A prática da justiça com as próprias mãos no Brasil
Enviada em 01/09/2020
Jusitça com as próprias mãos: ignorância ou solução?
Na antiga Mesopotâmia, foi elaborado o Código Hamurábi, primeiro código de leis escrito, no qual se baseava no princípio de Talião, concepção de “olho por olho, dente por dente”. Ainda que essa forma de entendimento seja pertencente a Antiguidade Oriental, ainda é comumente usada na atualidade, uma vez que indivíduos ao cometerem punições como forma de vingança sentem uma falsa sensação de justiça. A ineficácia da justiça brasileira e a naturalização da criminalização corrobora para a prática da “justiça” com as próprias mãos.
Em primeira instância, cabe ressaltar que a ineficácia do Estado é um dos estímulos para cidadãos efetuarem punições sem o devido cumprimento da lei, fundamentadas em opiniões próprias. Como exemplo, os processos criminais podem levar anos até serem julgados no território, outro fator é que a pena máxima que se pode cumprir é de 30 anos no Brasil. Por conseguinte, fatores como esses levam a banalização da vida humana, visto que inspiram de modo negativo a utilização da violência para a remediação de um problema social.
Nesse contexto, com o aumento colossal dos crimes se torna comum a naturalização da violência. Diante disso, quanto mais hostilidade existir, mais difícil tornar-se-á para o Poder Judiciário tomar providências contra a prática de vingança com as próprias mãos. Ademais, é valido salientar que segundo o filósofo Sartre: Qualquer violência, seja qual for a maneira que ela se manifesta, é sempre uma derrota". Sendo assim, evidencia-se que quaisquer forma de violência no intuito de combater outra é totalmente equivocada, pois quebra a ética de conduta social, no qual é uma peculiaridade primordial para o bom convívio dentro de uma sociedade.

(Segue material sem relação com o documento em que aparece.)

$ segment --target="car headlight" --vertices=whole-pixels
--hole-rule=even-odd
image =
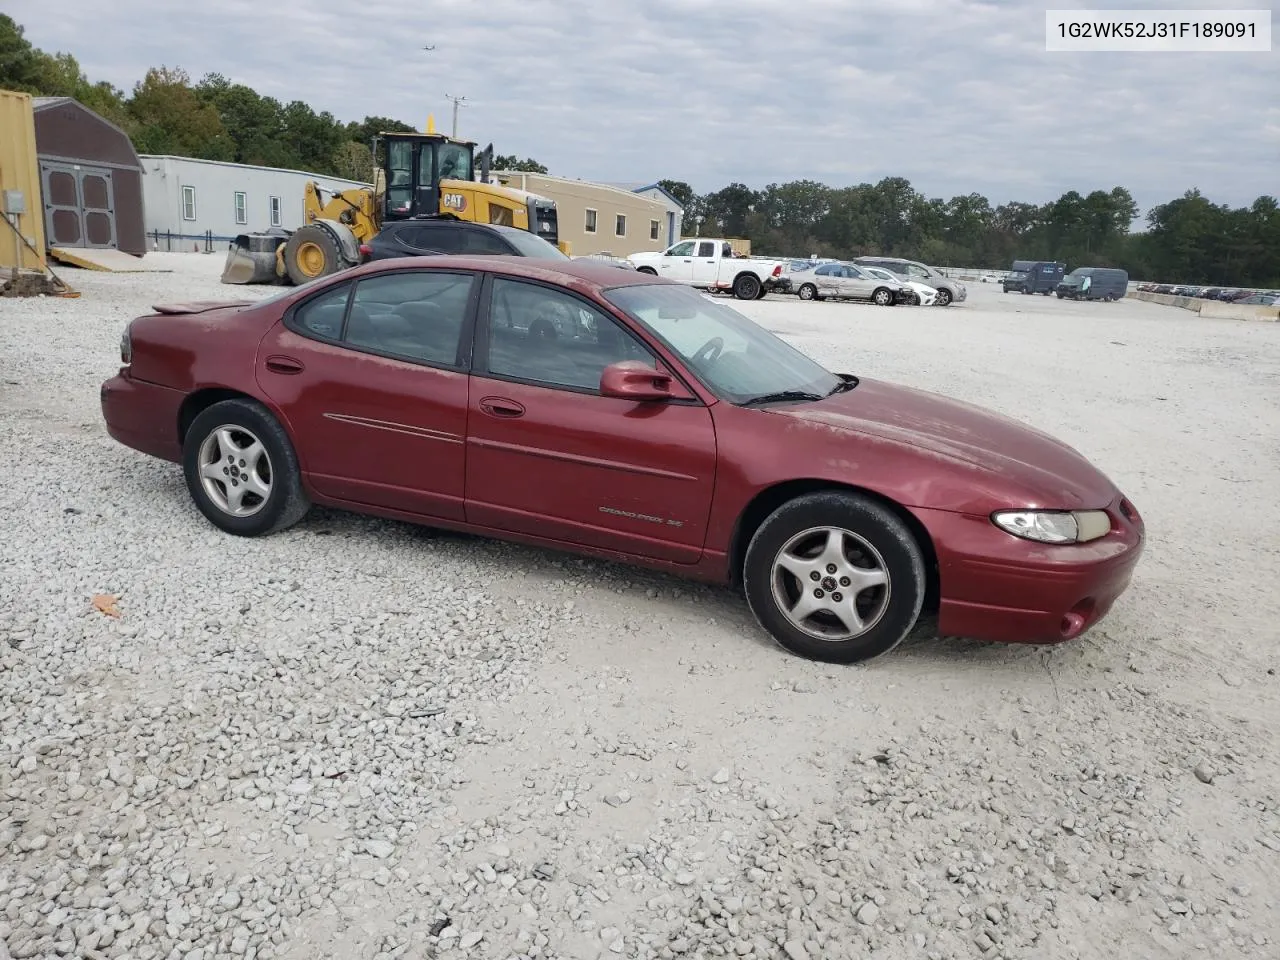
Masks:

Portanto, é mister que o governo Federal na condição de detentor das verbas da União, em conjunto com o Poder Judiciário, no qual a principal função é defender os direitos de cada cidadão, criem planos de ação para o combate aos crimes de justiça com as próprias mãos. Desse modo é necessário modificações nas leis, como otimização do tempo dos processos criminais, exigindo dos órgão públicos relacionados a segurança mais intensidade e vigor, bem como a elaboração de penas mais rigorosas. Além do mais, realizar parcerias com influenciadores digitais, a fim de evitar a perpetuação de um problema histórico.